Patents on originator drugs add to the uncertainty surrounding making reliable projections about how successful a drug development program is going to be, he said.

But patents are a problem “the [US] government’s going to have to address, because they’re spending more and more of their health care resources on these complex products,” Kimball said. He cited a recent report that showed Merck has filed 129 patent applications on pembrolizumab (Keytruda) and the FDA has granted 86 of them, which is a formidable barrier to bringing a biosimilar to market.

Keytruda was originally approved in the United States for advanced melanoma in 2014. Its list of FDA approvals now stretches to more than 30 settings and combinations. Keytruda’s worldwide sales in 2020 were $14.4 billion, according to Merck.

“If you’re a biosimilar producer, you have to feel confident that if you litigate those patents you’re going to be 100% successful, and the originator company just has to be successful in defending one of those patents to forestall biosimilar entry,” Kimball said.

Too much payer emphasis on price reduction may drive producers out of the marketplace, Adrian said.

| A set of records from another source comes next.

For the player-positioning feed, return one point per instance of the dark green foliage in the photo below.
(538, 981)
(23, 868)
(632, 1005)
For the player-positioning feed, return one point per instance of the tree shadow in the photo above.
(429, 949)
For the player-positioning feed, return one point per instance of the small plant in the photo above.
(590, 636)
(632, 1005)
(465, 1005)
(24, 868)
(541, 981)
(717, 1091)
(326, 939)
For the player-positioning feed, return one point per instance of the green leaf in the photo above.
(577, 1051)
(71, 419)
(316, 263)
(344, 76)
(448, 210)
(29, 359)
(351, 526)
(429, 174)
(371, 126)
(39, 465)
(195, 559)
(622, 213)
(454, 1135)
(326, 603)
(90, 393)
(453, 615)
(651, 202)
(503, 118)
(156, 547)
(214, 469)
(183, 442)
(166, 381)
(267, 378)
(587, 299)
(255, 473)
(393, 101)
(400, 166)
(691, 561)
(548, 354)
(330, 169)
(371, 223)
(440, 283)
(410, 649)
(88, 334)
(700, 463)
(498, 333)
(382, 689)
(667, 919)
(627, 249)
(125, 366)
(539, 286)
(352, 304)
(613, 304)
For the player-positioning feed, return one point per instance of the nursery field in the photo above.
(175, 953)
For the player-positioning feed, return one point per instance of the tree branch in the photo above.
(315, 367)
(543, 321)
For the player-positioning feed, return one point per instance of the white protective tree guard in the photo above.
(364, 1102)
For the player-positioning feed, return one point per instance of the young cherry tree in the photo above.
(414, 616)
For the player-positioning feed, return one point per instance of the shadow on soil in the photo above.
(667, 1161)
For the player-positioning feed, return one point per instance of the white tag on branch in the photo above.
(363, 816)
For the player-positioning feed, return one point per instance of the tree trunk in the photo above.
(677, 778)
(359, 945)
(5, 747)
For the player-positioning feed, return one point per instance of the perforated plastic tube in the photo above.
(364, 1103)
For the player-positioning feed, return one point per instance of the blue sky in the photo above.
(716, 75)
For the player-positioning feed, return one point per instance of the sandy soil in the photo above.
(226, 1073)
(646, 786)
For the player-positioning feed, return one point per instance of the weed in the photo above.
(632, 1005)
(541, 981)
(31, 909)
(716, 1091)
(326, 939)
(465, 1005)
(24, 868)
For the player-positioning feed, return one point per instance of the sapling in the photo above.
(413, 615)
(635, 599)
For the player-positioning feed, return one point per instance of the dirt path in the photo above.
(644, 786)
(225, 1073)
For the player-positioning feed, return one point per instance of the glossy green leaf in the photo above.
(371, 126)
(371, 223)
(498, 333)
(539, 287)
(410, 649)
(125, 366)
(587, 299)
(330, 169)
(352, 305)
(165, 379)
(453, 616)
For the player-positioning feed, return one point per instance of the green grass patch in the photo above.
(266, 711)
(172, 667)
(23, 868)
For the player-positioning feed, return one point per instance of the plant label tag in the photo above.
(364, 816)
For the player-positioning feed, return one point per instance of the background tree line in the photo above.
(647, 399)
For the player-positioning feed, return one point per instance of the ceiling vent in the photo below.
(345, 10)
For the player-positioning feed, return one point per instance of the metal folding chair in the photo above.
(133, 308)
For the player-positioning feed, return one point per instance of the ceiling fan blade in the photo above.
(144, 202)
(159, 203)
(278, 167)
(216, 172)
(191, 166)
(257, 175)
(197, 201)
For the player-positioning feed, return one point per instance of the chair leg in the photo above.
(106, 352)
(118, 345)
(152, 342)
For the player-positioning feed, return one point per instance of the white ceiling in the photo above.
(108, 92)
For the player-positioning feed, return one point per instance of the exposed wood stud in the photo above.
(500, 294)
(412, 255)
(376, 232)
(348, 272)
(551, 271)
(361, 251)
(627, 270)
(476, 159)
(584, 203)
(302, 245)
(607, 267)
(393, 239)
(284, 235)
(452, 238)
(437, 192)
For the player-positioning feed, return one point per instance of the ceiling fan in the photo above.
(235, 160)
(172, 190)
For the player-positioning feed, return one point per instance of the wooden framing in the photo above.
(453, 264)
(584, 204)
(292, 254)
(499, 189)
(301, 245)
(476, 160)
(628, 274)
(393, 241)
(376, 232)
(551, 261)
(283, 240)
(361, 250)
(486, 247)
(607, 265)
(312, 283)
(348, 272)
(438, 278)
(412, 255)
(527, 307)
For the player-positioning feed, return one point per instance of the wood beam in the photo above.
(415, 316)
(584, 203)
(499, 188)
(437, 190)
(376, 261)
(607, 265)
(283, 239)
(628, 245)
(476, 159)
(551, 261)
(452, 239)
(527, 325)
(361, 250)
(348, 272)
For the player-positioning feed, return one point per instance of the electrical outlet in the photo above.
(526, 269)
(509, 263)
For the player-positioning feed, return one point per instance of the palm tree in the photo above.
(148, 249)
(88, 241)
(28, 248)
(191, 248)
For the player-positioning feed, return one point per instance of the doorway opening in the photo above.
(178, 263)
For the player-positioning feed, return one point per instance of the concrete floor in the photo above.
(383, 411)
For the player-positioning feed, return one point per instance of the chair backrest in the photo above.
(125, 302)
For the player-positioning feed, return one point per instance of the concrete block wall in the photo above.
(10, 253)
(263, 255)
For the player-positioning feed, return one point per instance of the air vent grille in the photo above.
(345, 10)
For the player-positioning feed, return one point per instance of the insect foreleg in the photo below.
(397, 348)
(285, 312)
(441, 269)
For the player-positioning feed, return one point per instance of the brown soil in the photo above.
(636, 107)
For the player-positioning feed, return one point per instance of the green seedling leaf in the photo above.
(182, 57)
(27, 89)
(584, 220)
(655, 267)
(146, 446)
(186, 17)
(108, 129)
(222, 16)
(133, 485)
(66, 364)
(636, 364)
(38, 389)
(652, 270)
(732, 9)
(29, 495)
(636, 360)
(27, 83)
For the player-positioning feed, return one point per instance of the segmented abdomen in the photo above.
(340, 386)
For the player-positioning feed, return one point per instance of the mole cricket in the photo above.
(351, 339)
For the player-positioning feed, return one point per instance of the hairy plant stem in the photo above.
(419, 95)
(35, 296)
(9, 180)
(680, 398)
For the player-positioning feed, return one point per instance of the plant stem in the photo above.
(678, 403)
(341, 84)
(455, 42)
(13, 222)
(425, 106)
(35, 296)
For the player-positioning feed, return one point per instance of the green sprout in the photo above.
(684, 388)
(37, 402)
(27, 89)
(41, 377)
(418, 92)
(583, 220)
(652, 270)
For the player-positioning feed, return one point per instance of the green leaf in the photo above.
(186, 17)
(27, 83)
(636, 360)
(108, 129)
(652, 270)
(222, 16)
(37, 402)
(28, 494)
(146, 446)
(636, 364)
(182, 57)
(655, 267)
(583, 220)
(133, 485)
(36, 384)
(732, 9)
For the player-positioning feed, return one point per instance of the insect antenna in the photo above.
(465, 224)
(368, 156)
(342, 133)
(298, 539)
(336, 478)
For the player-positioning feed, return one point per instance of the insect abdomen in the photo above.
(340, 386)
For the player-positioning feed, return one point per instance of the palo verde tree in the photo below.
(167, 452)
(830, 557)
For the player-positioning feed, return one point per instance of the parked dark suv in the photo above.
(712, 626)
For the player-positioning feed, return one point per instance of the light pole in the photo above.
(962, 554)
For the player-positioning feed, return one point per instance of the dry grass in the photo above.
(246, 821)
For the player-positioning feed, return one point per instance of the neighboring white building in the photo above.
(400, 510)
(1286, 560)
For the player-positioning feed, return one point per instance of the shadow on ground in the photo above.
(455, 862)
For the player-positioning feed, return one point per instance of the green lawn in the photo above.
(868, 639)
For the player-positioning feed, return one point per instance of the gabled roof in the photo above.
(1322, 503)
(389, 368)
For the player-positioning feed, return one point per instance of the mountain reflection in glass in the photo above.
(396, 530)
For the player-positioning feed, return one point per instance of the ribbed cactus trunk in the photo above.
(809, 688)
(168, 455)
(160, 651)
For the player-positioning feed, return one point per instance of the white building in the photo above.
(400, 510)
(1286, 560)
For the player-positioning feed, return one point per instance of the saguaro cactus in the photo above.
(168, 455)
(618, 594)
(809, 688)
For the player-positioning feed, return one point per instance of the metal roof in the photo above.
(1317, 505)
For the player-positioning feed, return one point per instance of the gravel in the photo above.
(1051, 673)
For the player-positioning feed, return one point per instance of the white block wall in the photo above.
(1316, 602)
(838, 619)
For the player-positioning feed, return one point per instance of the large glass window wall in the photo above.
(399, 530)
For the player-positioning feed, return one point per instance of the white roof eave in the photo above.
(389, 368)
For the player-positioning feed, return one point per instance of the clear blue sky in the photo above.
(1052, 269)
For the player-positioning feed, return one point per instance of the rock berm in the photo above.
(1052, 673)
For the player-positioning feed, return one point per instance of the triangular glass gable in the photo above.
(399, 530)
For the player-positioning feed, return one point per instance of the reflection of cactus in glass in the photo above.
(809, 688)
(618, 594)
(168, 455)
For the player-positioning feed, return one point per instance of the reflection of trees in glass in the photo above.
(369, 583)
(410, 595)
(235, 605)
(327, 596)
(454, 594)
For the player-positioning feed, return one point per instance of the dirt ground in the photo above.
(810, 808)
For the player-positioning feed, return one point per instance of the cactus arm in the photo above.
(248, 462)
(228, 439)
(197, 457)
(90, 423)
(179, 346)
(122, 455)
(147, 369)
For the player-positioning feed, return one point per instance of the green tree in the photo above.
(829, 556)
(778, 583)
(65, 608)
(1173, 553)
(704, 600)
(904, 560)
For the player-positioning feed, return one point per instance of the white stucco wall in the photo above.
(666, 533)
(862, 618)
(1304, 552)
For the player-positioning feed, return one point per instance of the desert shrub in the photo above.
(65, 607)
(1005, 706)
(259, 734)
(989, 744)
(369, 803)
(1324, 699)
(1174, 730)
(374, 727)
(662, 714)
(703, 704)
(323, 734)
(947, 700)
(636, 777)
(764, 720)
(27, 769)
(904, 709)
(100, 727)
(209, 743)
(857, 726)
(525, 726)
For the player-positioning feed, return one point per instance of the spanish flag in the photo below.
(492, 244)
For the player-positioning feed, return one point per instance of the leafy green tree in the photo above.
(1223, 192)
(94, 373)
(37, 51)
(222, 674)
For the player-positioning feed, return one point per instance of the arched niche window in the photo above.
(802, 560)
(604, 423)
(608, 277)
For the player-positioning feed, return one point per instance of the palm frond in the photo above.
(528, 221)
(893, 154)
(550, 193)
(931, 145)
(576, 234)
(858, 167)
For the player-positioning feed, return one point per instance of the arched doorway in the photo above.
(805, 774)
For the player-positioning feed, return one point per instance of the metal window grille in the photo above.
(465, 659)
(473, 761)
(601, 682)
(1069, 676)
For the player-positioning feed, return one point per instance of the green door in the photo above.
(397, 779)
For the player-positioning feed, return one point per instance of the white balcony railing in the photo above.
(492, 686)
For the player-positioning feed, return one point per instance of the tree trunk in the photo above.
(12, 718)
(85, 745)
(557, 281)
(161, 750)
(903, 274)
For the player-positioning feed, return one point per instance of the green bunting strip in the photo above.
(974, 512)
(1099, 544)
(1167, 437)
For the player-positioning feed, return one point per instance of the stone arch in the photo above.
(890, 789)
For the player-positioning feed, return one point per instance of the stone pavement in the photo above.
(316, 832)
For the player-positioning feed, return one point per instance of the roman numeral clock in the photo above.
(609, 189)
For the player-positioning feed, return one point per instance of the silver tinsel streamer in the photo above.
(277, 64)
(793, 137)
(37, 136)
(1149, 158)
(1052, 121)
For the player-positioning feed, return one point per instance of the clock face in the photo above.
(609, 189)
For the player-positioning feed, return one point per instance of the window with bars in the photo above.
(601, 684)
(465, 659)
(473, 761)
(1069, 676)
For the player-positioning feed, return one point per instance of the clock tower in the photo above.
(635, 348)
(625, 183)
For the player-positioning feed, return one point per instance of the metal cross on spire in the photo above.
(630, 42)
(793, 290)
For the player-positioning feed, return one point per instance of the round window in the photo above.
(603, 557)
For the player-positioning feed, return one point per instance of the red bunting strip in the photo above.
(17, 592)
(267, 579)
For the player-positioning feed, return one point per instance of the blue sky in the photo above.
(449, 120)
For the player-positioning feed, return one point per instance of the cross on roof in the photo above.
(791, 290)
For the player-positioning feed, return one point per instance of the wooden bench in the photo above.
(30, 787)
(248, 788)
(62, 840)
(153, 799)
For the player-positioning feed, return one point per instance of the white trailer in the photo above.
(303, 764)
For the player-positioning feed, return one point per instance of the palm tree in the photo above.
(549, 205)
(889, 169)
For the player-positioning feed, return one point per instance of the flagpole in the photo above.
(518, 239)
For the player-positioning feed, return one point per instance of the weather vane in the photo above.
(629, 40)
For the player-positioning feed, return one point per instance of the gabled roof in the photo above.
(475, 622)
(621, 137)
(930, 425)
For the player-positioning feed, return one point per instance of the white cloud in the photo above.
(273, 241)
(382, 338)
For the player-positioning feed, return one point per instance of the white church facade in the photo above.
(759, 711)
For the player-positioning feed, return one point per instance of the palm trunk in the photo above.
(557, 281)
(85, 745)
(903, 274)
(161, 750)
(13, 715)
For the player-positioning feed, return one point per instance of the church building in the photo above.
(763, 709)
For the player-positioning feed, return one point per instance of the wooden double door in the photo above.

“I think the challenge we face is that a lot of payers and health ministries are obsessed with the lowest unit price of any molecule. You see it even in the private markets, for example in the United States. This is simply incompatible with the sustainability of the industry. We cannot invest in this kind of framework,” Adrian said.

In the United States, the unsustainability of an emphasis on prices is evident in medicines that are difficult to procure, Kimball said.

“When you look at the list of essential medicines, those that are most critical for health emergencies and for the US health care system, those are the products that tend to be high-volume, low value, low-priced products. Those are the same products where prices have eroded to such a degree that you’re seeing shortages in the marketplace.

“It’s not an issue of does the company want to produce these products. The question is, is it actually feasible for companies to manufacture certain products in certain markets?” Kimball said.